The founder of Miami Cigar & Co. talks about the rise, fall and rebirth of his Don Lino brand.
David Savona
From the Print Edition:
David Caruso, Jan/Feb 2007

(continued from page 2)

A: In 1994 we did 1.5 million [units], 1995 we did 3.1 million. In 1996, I calculated that I thought we would do probably 7 million to 9 million cigars. But I've never been too good at mathematics, so it was 12 million.

Q: So you picked up distribution of Don Tomás and Astral from UST, and you also began distributing La Aurora and León Jimenes? You soared to 12 million cigars?

A: That's right. It was the American dream.

Q: And of those 12 million, most were made by UST?

A: I'd say 75 percent of them were made by UST.

Q: Beyond your wildest dreams—great year.

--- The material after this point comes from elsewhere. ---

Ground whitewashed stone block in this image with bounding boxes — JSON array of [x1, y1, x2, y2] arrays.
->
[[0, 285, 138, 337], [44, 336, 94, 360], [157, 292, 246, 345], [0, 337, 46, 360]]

A: We did 12 million cigars until the first week of November [1996]. We didn't finish the year. Why? Because in November, the great UST company decided to go on their own, and they called me and they canceled my contract, which ended in February 1997. They canceled everything. They stopped shipping merchandise.

Q: What about Don Lino?

A: They stopped shipping. They were making Don Lino. Don Lino was back-ordered about 3.5 million cigars, and they told me they needed [the production capacity] to make more Astral and Don Tomás and all that.

Q: This is November, this is before the holiday rush.